Nous voyons enfin poindre le retour des courses « dans la vraie vie » après la pandémie (enfin dans certains sports et au moins pour les pros), et soyez sûrs que comme beaucoup d'entre vous , nous apprécions tout particulièrement de regarder les athlètes pro grimper les cols des Alpes pour les cyclistes ou tourner en rond sur les anneaux à Daytona ou Miami pour les triathlètes du long... le tout avec des braquets énormes et à des puissances de mammouth, pourtant disparu il y a un moment (les mammouths hein…). Les sessions de répétitions en côte sont des exercices communs à de nombreux programmes d'entraînement d'endurance, que ce soit pour la course à pied (notamment en trail), en cyclisme ou bien sûr en triathlon, et ici en particulier, je suis un grand fan de montées à répétitions et/ou du travail avec surbraquet, dehors ou sur le home traineur, particulièrement en vue d'un triathlon longue distance. J’ai donc pensé que le moment était idéal pour passer en revue certaines des études clés dans ce domaine et si la recherche disponible étayait (ou pas) ce type de forme de travail si spécifique.
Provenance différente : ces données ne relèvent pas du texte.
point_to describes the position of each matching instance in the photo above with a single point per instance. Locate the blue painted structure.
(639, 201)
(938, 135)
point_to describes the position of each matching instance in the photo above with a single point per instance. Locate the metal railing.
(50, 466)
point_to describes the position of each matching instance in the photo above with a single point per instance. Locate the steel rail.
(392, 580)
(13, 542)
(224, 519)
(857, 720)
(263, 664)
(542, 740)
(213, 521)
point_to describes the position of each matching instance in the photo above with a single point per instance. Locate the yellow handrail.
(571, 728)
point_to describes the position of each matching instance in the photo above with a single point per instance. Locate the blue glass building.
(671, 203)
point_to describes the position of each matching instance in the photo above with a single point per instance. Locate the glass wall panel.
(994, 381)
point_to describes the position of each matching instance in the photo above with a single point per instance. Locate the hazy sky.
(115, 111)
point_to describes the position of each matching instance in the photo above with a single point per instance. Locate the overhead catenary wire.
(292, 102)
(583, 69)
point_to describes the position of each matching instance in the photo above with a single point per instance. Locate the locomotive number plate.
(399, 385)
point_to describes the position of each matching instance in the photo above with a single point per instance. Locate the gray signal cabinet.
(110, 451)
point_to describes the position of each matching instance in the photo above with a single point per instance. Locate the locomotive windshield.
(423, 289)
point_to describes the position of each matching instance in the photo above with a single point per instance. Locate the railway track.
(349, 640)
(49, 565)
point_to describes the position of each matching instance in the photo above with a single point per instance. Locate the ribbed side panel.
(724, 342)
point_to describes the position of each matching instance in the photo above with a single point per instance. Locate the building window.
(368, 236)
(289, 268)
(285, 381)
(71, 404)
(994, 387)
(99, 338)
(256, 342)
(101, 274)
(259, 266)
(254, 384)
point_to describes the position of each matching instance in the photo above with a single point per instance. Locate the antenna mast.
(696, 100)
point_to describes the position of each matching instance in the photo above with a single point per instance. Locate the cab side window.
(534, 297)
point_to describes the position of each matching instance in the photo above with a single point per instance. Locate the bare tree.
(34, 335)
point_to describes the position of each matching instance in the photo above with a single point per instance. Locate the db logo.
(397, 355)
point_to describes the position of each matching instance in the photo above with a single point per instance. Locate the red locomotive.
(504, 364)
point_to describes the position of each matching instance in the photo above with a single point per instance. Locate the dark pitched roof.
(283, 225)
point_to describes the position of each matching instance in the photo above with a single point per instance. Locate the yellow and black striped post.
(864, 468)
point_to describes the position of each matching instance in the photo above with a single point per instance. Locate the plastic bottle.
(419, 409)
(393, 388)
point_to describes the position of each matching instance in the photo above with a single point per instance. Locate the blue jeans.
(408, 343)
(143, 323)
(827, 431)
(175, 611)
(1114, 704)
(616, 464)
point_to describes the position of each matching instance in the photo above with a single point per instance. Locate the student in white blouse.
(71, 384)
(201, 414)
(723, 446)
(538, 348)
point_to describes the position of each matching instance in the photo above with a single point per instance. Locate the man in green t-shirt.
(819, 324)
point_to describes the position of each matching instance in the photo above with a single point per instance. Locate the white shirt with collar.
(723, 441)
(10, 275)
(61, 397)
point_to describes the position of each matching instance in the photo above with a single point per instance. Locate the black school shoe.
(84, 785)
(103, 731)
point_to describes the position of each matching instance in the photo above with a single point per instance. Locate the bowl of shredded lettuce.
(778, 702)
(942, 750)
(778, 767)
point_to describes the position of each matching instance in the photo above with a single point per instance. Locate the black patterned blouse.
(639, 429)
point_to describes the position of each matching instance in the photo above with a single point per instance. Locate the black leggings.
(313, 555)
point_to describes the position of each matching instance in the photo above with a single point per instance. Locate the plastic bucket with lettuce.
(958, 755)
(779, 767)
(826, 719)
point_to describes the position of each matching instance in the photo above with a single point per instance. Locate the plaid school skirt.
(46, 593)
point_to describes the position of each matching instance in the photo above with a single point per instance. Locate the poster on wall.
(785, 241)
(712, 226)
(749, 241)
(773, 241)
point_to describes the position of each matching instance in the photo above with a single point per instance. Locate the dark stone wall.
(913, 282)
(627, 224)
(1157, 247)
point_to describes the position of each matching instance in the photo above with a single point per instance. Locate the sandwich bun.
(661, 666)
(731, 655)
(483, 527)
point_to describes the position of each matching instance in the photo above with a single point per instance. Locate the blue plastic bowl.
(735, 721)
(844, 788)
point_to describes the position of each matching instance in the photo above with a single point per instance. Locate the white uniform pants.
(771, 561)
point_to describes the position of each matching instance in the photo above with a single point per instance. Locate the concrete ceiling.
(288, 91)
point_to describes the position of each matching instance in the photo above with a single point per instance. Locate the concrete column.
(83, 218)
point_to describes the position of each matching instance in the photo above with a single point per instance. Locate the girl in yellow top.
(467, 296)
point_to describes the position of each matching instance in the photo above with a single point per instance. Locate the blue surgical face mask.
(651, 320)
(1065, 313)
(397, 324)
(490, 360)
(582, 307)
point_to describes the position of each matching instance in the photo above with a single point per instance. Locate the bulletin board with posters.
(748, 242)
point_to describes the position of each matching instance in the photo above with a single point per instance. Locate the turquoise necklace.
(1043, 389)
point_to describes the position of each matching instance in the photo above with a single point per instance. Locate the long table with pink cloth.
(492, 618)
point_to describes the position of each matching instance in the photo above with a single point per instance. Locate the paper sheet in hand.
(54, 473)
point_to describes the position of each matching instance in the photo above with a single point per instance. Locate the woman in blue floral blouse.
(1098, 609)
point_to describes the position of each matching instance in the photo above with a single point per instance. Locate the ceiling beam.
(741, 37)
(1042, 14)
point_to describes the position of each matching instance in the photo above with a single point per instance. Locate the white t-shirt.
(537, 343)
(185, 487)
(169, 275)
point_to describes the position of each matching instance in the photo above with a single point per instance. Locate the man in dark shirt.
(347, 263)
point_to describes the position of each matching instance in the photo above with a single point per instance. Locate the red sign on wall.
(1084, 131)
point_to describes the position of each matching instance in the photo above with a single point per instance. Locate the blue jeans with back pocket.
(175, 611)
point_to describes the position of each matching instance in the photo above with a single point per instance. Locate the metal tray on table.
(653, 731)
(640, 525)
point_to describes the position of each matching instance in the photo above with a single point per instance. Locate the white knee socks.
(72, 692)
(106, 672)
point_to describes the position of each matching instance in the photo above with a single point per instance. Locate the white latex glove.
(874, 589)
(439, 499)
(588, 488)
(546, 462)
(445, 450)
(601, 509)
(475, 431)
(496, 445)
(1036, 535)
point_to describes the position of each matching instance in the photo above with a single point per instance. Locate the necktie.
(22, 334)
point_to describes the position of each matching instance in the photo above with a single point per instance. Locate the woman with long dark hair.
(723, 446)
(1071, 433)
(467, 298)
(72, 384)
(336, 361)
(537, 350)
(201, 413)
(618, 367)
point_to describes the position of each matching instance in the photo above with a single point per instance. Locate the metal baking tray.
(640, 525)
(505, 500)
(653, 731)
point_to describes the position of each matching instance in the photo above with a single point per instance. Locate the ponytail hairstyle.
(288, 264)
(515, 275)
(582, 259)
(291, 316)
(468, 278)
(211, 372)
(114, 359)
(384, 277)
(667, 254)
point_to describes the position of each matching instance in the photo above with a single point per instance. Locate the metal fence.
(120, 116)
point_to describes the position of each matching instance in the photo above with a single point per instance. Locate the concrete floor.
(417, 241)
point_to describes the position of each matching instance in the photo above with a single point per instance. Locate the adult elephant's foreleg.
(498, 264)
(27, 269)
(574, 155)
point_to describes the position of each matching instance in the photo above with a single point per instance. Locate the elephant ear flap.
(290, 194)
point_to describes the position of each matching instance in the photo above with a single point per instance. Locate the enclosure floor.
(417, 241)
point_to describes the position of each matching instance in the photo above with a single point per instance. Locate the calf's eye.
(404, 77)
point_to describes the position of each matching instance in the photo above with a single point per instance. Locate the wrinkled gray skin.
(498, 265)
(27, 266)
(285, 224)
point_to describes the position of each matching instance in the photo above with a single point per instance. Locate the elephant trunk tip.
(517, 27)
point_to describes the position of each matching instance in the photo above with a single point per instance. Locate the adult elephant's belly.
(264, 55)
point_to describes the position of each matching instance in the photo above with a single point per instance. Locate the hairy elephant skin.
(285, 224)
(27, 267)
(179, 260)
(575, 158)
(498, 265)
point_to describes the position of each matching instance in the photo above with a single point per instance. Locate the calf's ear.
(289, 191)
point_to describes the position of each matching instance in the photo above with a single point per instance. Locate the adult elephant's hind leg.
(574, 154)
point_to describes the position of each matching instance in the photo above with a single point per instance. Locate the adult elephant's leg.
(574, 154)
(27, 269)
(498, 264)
Pour rappel, ce type de travail réalisé en bosse ou sur le home trainer, avec un gros braquet et à basse vélocité, est un entraînement de force spécifique. La puissance que nous produisons (exprimée en Watts) est le résultat du produit de la force appliquée sur les pédales multipliée par la vitesse (de rotation de ces mêmes pédales). En cyclisme, la force fait directement référence à la force avec laquelle vous appuyez sur les pédales, tandis que la vitesse se réfère à la vitesse à laquelle vous les faites tourner, en d'autres termes à votre cadence. Par exemple, sur votre home trainer, vous produisez 200W avec un certain braquet à 90 tour par minute: pour produire la même puissance, en tournant moins vite les jambes, vous comprendrez rapidement que vous devez produire plus de force, donc mettre « un plus gros braquet »!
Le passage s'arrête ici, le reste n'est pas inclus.